Wirun, Negeri Gamelan yang Tak Pernah Padam

SOLO | Di sebelah timur Kota Solo, sekitar 10 kilometer dari keramaian kota, terdapat sebuah desa yang seolah berdiri di antara masa lalu dan masa kini. Desa Wirun, Kecamatan Mojolaban, Sukoharjo tanah subur yang dialiri embung, tempat warganya bertani sekaligus menyalakan bara tradisi  pembuatan gamelan Jawa.

Di desa inilah denting-denting budaya terus ditempa sejak tahun 1956. Kini, meski badai modernisasi datang silih berganti, masih tersisa delapan workshop rumahan yang menjaga napas panjang warisan leluhur. Masing-masing mempekerjakan sekitar sembilan empu yang menghidupkan seperangkat gamelan dengan tangan, tenaga, dan kepekaan rasa.

Sejarah gamelan bukan sekadar dongeng tutur warga. Jejaknya terpahat jelas pada relief Candi Borobudur dan Prambanan: kendang bertali yang dikalungkan di leher, simbal, siter, suling hingga gambang  bukti bahwa instrumen ini pernah mengiringi upacara kerajaan dan tarian sakral berabad-abad lampau.

Sumber-sumber klasik seperti Serat Wedhapradangga dan catatan Gusti Puger, putra Paku Buwono XII, bahkan menyebut gamelan awal yang dikenal sebagai Gangsa Raras Salendro, dihimpun oleh Raden Ngabehi Prajapangrawit pada 1874.

Di Wirun, satu perangkat gamelan tak lahir dari mesin, melainkan dari perjuangan. Proses pembuatan dimulai dari besi, kayu, kulit hingga finishing.

Tahapan paling berat adalah peleburan logam. Campuran tembaga dan timah dilebur dalam tungku tanah liat selama kurang lebih 30 menit. Saat leleh sempurna, logam panas itu dituangkan ke cetakan melahirkan leker, cikal bakal gong maupun bilah saron.

Leker yang telah dingin lalu ditempa habis-habisan hingga membentuk karakter bunyi. Inilah fase melelahkan, namun menjadi inti dari seni gamelan Wirun.

Kemudian, seorang pengrajin khusus dengan telinga “bermata batin” menyetel nada demi nada mengikuti tangga pentatonik gamelan Jawa. Kepekaan ini tak bisa dipelajari dalam semalam  ia adalah warisan yang menetes perlahan dari generasi ke generasi.

Setelah besi sempurna, giliran kayu dan bambu membentuk rangka. Kulit kerbau atau kambing dijadikan membran kendang. Semua disatukan, dipoles, dan diwarnai hingga menjadi satu perangkat gamelan lengkap.

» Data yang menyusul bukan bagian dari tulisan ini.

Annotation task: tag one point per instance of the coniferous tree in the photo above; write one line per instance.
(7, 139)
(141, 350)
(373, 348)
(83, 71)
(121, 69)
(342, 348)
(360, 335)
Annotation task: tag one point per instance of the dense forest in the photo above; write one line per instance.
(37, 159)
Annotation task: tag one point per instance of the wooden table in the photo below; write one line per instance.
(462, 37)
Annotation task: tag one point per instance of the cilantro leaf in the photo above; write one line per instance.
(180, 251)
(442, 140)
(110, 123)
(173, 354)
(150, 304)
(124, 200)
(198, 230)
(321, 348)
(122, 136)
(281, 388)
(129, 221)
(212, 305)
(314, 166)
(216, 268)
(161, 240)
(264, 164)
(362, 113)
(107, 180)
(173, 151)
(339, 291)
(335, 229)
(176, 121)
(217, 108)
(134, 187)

Waktu pengerjaannya? Tiga hingga empat bulan untuk 14 perangkat gamelan. Sebuah kesabaran yang hanya bisa dipahami oleh mereka yang merawat tradisi.

Meski tradisional, gamelan Wirun menembus pasar nasional dan internasional. Pesanan datang dari berbagai kota dan juga luar negeri. Harga satu set gamelan lengkap mencapai Rp300 juta, bahkan untuk kualitas premium bisa menyentuh Rp600 juta.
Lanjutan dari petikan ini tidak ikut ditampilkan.